Use `/api/health` for detailed diagnostics and `/api/metrics` for trend analysis.

## Metrics Completeness

The current metrics cover the essential operational aspects of FABRIC:

- ✅ **Liveness**: `fabric_status`, `fabric_uptime_seconds`
- ✅ **Throughput**: `fabric_ingest_rate_per_second`, `fabric_event_count`
- ✅ **Connections**: `fabric_websocket_clients`, `fabric_tailer_files_watched`
- ✅ **Resource usage**: `fabric_process_resident_memory_bytes`
- ✅ **Data quality**: `fabric_dedup_dropped_total`

### Future Additions (Not Currently Implemented)

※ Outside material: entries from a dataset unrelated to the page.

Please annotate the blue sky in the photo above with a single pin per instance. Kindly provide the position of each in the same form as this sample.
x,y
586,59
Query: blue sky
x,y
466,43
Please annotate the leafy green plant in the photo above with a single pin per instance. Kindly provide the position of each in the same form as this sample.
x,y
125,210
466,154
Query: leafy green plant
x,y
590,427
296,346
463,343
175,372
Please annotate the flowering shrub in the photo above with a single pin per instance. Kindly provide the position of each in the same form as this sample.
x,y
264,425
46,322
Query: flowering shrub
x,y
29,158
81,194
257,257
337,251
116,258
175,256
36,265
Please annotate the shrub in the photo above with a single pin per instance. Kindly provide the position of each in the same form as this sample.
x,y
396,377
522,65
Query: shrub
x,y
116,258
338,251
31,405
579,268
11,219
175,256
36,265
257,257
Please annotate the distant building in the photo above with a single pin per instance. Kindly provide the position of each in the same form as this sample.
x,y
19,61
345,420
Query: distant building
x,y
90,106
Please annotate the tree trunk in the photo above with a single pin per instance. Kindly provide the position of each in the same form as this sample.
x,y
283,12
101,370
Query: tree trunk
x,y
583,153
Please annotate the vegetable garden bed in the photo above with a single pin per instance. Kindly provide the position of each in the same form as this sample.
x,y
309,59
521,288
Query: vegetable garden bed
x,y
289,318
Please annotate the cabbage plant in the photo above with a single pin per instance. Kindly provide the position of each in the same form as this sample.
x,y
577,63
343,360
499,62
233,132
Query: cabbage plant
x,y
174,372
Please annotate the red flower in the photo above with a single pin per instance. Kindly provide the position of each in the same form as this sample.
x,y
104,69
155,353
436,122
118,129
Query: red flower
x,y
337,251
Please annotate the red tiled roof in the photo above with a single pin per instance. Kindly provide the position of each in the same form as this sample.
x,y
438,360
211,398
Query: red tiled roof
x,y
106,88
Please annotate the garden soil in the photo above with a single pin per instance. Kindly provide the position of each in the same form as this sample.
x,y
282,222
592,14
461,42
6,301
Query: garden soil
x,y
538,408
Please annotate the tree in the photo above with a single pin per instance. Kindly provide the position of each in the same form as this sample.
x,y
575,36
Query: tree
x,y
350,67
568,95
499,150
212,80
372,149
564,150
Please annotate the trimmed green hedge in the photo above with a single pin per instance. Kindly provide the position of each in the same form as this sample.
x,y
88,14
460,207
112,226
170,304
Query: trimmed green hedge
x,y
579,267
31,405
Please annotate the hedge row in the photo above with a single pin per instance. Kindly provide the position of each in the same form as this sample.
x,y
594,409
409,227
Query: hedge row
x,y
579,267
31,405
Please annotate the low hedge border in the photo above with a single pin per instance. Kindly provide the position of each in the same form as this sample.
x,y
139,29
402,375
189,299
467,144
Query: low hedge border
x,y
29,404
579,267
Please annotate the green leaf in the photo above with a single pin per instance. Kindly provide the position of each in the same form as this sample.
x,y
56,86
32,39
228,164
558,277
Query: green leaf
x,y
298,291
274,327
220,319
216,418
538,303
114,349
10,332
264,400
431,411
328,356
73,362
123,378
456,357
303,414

Potential metrics for future enhancement:

- Worker counts by status (`fabric_workers{status="active|idle|error"}`)
- Collision count (`fabric_active_collisions`)
- Error rate by level (`fabric_events_total{level="error|warn"}`)
- Bead completion rate (`fabric_beads_completed_total`)
- Cost tracking (`fabric_cost_usd_total`)
- OTLP receiver stats (`fabric_otlp_requests_total`)

These would require additional instrumentation in the event store and analytics modules.